鹿の食害、豪雨で裸地化 住民有志と県市職員が力合わせ
ニホンジカの食害や集中豪雨で斜面の裸地化(らちか)、崩壊が進んでいる伊吹山で30日、登山道の補修が地元住民や県市職員により行われた。
伊吹山ではここ5〜10年の間に、鹿が異常繁殖し、40〜50頭単位の群れが多数存在。自生する植物を食い荒らし、頂上の「お花畑」をはじめ、山の各地で深刻な食害が発生している。
植物が無くなると、表土がむき出しとなり、裸地化。岩場などが崩れやすくなる。伊吹山ではお盆前後、10日間、降り続いた大雨により、大量の土砂が流出(洗掘)。そのため、麓から見ると、伊吹山の中腹あたりは「茶色い山」に見える。
伊吹山は日本百名山に選ばれ、年間4〜5万人の登山客が訪れるが、5〜6合目にかけての登山道は川筋のようにえぐられ、周囲からの落石の危険もあることから住民有志でつくる「霊峰伊吹山の会」(高橋滝治郎代表)が市や県に協力を呼びかけ、被害の大きい箇所を修復することに。
この日は県市職員や会のメンバーら44人が参加。補修に必要な長さ2㍍の木材30枚や鉄杭60本、土留め用の岩石などを背負って現場まで担いで運搬。木材や丸太を使って、階段状にし、洗掘された部分にはネットに石を詰めた蛇篭(じゃかご)を敷き詰め、排水溝を設けた。
残暑厳しい中、参加者は汗を滝のように流しながら、重労働を黙々と続け、44人の「人海戦術」により、登山道は見違えるようになった。

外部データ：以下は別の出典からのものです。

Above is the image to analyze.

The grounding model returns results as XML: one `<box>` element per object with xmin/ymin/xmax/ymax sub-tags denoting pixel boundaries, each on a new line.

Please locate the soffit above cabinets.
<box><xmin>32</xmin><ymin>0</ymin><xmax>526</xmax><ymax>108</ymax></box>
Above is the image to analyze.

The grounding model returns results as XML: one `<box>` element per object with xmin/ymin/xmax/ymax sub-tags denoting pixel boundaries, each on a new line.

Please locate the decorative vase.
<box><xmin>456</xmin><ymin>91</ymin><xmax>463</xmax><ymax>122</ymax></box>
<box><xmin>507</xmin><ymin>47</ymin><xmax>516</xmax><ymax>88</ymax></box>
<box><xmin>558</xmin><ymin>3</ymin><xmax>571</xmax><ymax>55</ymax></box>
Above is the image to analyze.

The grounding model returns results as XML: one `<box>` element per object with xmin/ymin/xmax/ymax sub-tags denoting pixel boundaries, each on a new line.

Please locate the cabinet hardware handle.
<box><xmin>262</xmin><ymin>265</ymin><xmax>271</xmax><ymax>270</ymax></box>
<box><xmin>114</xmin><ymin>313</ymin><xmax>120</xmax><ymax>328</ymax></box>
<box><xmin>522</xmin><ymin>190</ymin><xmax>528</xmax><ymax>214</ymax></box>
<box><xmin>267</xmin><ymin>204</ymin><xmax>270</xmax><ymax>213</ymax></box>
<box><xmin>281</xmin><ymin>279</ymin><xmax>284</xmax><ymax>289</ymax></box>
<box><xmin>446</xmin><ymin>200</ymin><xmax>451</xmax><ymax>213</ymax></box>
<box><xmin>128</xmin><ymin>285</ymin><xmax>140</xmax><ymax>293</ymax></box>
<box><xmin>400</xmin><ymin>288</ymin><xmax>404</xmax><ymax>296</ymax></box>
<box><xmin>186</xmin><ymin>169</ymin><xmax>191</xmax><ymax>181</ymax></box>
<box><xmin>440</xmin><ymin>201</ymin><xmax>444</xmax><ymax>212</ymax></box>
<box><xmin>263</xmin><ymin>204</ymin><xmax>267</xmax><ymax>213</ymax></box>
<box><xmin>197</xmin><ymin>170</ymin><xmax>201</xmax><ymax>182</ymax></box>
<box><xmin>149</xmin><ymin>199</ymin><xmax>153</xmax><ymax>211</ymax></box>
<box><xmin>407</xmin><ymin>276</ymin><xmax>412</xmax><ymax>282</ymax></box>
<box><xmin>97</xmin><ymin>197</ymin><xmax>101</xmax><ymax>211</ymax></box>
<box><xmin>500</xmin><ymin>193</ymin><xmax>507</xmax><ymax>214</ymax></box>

高橋代表は「傷んだ箇所は他にもたくさんあるが、できることを台風シーズン前にしておきたかった。今回の補修は県市の職員に現状を知ってもらえたことが何より。長浜、米原の人たちにもぜひ、伊吹山に足を運んでもらい、被害状況を知ってもらえれば」と話していた。